Tue, 06/26/2012 - 15:18 | 2562533 lolmao500
lolmao500's picture

BNP Paribas : kaput

Citigroup : kaput.

Deutsche Bank : kaput

Merrill Lynch : kaput.

Morgan Stanley : kaput.

RBS : kaput.

UBS : kaput.

Most of these banks are kaput on paper but still are up because of mark-to-fantasy accounting.

Tue, 06/26/2012 - 16:38 | 2562807 Abrick
Abrick's picture

My point exactly. The only thing supporting the too big to fail banks are the too stupid to notice taxpayers. But enough money can be spent on elections and marketing to make it all seem normalized. The population will keep fruitlessly chasing the dream while paying to keep the banksters in dreamland.

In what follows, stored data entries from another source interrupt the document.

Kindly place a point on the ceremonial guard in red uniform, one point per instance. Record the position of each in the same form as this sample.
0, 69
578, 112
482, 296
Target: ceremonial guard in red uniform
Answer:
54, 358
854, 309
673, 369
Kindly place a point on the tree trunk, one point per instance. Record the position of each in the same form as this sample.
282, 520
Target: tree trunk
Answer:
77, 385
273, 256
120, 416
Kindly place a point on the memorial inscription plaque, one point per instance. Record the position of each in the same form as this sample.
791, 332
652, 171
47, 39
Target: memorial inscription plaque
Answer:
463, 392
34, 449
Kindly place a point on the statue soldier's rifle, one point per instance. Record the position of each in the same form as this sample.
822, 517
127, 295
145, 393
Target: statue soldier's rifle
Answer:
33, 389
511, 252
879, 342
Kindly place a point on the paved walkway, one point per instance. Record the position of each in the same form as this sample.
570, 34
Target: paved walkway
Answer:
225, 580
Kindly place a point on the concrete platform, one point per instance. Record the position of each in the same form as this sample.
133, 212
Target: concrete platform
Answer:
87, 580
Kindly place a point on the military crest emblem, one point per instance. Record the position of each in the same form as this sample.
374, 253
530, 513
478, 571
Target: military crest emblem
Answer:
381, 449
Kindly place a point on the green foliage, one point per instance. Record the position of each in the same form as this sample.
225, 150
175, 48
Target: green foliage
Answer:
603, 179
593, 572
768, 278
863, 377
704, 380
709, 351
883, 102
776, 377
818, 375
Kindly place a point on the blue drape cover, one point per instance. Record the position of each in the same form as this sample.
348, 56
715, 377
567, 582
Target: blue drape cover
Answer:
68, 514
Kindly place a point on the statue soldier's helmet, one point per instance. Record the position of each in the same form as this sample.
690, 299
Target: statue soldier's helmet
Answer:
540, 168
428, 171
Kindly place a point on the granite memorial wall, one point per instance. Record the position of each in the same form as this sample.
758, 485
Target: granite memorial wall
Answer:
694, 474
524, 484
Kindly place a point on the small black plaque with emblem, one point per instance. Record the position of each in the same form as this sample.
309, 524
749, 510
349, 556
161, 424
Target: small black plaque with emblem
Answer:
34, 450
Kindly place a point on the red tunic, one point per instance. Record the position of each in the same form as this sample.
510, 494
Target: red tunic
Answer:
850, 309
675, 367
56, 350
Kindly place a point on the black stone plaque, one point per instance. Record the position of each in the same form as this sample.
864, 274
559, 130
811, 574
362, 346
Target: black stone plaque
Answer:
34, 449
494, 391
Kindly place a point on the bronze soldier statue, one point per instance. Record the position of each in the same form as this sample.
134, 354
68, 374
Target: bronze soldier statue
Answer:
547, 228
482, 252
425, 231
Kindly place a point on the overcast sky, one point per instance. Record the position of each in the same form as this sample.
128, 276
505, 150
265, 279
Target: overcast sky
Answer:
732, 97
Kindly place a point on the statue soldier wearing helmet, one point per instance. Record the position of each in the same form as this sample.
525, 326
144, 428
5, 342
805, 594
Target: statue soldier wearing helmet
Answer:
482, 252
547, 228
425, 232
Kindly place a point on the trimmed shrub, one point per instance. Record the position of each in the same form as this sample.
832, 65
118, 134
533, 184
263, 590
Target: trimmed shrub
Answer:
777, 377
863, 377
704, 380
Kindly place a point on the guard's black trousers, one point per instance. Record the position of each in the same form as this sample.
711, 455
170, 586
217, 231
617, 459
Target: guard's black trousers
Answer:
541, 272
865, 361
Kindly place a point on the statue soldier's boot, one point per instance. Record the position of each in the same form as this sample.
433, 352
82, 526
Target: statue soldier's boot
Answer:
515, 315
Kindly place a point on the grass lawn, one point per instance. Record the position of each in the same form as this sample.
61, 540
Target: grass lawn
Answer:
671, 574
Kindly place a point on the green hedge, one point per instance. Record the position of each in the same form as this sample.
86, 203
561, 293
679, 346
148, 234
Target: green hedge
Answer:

Tue, 06/26/2012 - 14:22 | 2562345 craig
craig's picture

i seem to recall in the past where articles were run here following any auction on how fast the PD's flipped the just bought inventory right back to the UST ...48-72 hours or less.....is that prohibited now

Tue, 06/26/2012 - 15:03 | 2562465 lolmao500
lolmao500's picture

Could primary dealers say NO MORE WE AIN'T PLAYING THIS GAME ANYMORE??

Tue, 06/26/2012 - 17:03 | 2562884 Village Smithy
Village Smithy's picture

They could but so far this is a small price for them to pay in order to keep the global Ponzi alive.